Just 16 of that number own 10 per cent of the country, according to research by activist and Green party MSP Andy Wightman.
Scotland has 144 estates larger than 10,000 acres. Many are owned by Earls and Dukes, charities and trusts. Balmoral is owned by the Queen and some are still owned by the descendants of ancient Scottish clans, but at the top of the table a handful own more than 1 million acres between them.
Richard Scott, The Duke of Buccleuch, lays claim to more than 225,000 acres around the country across only a handful of estates.
Hot on his heels is Danish fashion mogul Anders Holch Povlsen, who’s Scottish land purchase of the 42,000-acre Glenfeshie estate in 2006 was the first of many investments. Today, he’s estimated to own 218,000 acres at 11 estates across the country.
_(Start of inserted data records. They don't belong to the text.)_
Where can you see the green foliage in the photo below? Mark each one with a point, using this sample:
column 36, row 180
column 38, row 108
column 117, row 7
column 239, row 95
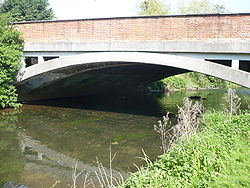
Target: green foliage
column 192, row 80
column 200, row 7
column 27, row 10
column 218, row 156
column 10, row 59
column 153, row 7
column 11, row 160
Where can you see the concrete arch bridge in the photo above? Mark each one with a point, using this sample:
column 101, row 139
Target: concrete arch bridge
column 72, row 58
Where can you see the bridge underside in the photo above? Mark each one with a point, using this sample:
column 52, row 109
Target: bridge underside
column 105, row 72
column 79, row 80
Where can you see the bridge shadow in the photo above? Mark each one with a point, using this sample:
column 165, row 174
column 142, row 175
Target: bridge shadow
column 136, row 103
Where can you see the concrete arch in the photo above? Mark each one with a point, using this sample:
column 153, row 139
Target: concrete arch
column 40, row 75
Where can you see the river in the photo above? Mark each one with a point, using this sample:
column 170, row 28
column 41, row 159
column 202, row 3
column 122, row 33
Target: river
column 40, row 142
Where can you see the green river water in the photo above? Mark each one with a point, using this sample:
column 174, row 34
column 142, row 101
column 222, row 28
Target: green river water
column 40, row 143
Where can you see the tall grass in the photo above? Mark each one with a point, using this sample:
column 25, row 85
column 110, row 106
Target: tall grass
column 216, row 156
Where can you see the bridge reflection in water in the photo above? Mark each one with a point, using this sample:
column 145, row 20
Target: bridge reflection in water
column 59, row 164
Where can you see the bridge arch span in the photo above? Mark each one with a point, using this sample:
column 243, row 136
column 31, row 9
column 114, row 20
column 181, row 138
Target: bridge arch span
column 95, row 72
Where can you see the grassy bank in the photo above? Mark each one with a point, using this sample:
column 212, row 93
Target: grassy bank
column 188, row 81
column 217, row 156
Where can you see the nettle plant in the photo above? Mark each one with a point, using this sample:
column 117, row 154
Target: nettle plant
column 11, row 45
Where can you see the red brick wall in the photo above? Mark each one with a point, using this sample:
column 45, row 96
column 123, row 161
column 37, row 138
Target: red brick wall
column 202, row 27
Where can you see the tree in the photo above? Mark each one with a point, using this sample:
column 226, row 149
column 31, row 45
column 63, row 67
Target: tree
column 27, row 10
column 153, row 7
column 200, row 7
column 11, row 45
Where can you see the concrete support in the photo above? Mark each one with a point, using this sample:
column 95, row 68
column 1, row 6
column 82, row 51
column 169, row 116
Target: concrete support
column 235, row 64
column 40, row 59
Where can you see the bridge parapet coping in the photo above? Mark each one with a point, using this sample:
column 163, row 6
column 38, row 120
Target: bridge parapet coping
column 153, row 28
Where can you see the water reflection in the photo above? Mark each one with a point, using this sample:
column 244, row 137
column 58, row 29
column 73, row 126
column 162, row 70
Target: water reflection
column 40, row 143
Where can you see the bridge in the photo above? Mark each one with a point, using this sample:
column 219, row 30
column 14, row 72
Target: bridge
column 69, row 58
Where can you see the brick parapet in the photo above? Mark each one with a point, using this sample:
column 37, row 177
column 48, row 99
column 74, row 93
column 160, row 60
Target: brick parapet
column 178, row 28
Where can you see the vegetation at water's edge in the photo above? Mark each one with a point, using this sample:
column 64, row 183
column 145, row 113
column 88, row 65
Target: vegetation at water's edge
column 189, row 81
column 218, row 156
column 11, row 45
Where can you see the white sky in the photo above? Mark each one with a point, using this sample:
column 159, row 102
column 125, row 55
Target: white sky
column 76, row 9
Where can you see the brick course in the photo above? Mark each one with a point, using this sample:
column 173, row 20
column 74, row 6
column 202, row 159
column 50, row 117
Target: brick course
column 196, row 27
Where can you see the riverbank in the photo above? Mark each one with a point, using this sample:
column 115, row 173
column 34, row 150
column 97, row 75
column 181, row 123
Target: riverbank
column 217, row 156
column 189, row 81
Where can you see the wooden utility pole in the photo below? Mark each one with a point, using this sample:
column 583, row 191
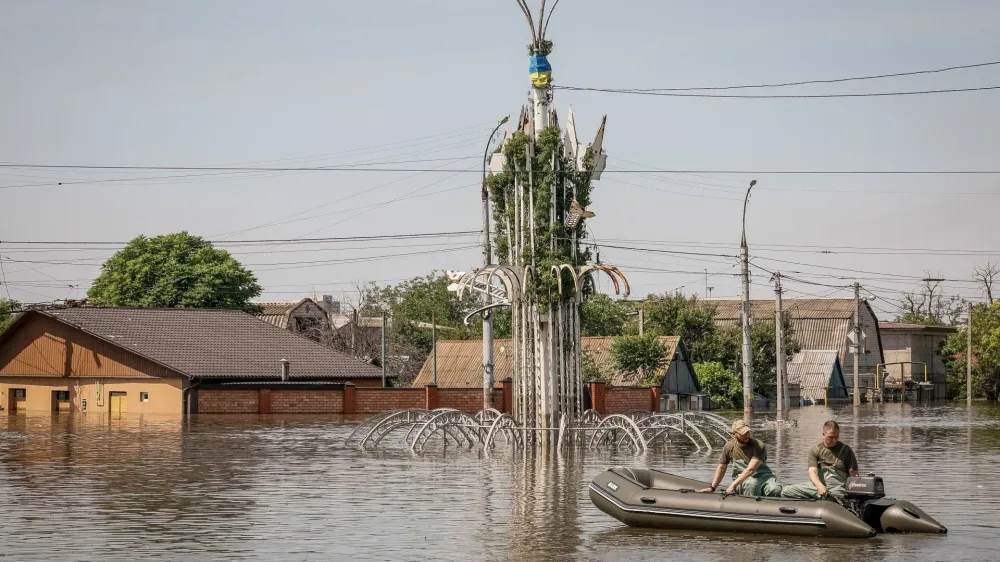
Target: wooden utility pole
column 434, row 344
column 383, row 350
column 779, row 347
column 857, row 342
column 968, row 359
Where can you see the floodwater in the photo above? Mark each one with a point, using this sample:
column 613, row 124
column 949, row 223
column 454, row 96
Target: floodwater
column 289, row 488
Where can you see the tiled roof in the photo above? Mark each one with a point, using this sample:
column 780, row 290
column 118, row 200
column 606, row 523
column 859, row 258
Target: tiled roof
column 460, row 362
column 812, row 370
column 214, row 343
column 276, row 313
column 901, row 326
column 816, row 323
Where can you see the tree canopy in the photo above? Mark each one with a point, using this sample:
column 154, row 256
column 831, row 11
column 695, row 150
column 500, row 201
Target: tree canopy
column 7, row 308
column 985, row 354
column 174, row 271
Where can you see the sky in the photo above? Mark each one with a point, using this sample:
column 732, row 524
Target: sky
column 420, row 86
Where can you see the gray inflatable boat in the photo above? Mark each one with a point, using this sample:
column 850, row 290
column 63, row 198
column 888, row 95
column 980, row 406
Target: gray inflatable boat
column 650, row 498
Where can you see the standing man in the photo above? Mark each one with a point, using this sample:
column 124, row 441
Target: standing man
column 751, row 475
column 830, row 463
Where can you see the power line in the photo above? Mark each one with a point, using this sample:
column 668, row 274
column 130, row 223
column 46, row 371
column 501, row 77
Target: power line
column 804, row 82
column 267, row 240
column 477, row 171
column 778, row 96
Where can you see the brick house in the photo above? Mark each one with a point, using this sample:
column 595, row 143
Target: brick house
column 163, row 361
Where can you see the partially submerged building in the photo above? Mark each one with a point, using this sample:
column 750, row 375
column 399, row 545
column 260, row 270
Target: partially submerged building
column 819, row 377
column 911, row 354
column 818, row 324
column 158, row 361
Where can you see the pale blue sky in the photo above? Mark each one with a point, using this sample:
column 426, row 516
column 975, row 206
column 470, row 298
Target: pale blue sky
column 222, row 82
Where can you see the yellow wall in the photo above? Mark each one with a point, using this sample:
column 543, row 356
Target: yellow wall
column 165, row 395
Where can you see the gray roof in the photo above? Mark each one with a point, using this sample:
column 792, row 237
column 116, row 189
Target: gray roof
column 209, row 343
column 815, row 371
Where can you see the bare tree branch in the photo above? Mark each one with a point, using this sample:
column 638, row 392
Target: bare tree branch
column 986, row 275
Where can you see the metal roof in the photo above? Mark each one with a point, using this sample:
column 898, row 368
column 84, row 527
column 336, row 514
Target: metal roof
column 815, row 370
column 460, row 362
column 904, row 327
column 211, row 343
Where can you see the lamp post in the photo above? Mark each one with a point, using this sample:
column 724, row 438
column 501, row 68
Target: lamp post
column 487, row 258
column 745, row 278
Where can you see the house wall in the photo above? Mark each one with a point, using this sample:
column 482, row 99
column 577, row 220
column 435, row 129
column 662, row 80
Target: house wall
column 873, row 351
column 621, row 400
column 165, row 396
Of course, these numbers might be outdated or inaccurate. One persistent problem that exists is the absence of a complete land registry, something the Scottish government has slowly been moving towards during their Holyrood leadership.
Conservation charities and trusts can be included in the 432 owners, with the likes of John Muir Trust, The National Trust of Scotland and the Royal Society for the Protection of Birds (RSPB) all caring after between 60,000 and 192,000 acres.
The Scottish government pledged to return one million acres of private land back to the public by 2020.
Half a million acres are now in public ownership, but even if the government meet their target of one million, it will still leave 95 per cent of Scotland privately owned.
The Community Empowerment (Scotland) Act 2015 and the Land Reform (Scotland) Act 2016 were the first inroads the SNP government has made to land reform, with particular emphasis on community ownership.
Nationwide land reform is an ambitious plan set in motion by the nationalist government, but both landowners and communities will be watching on to see if it bares fruit.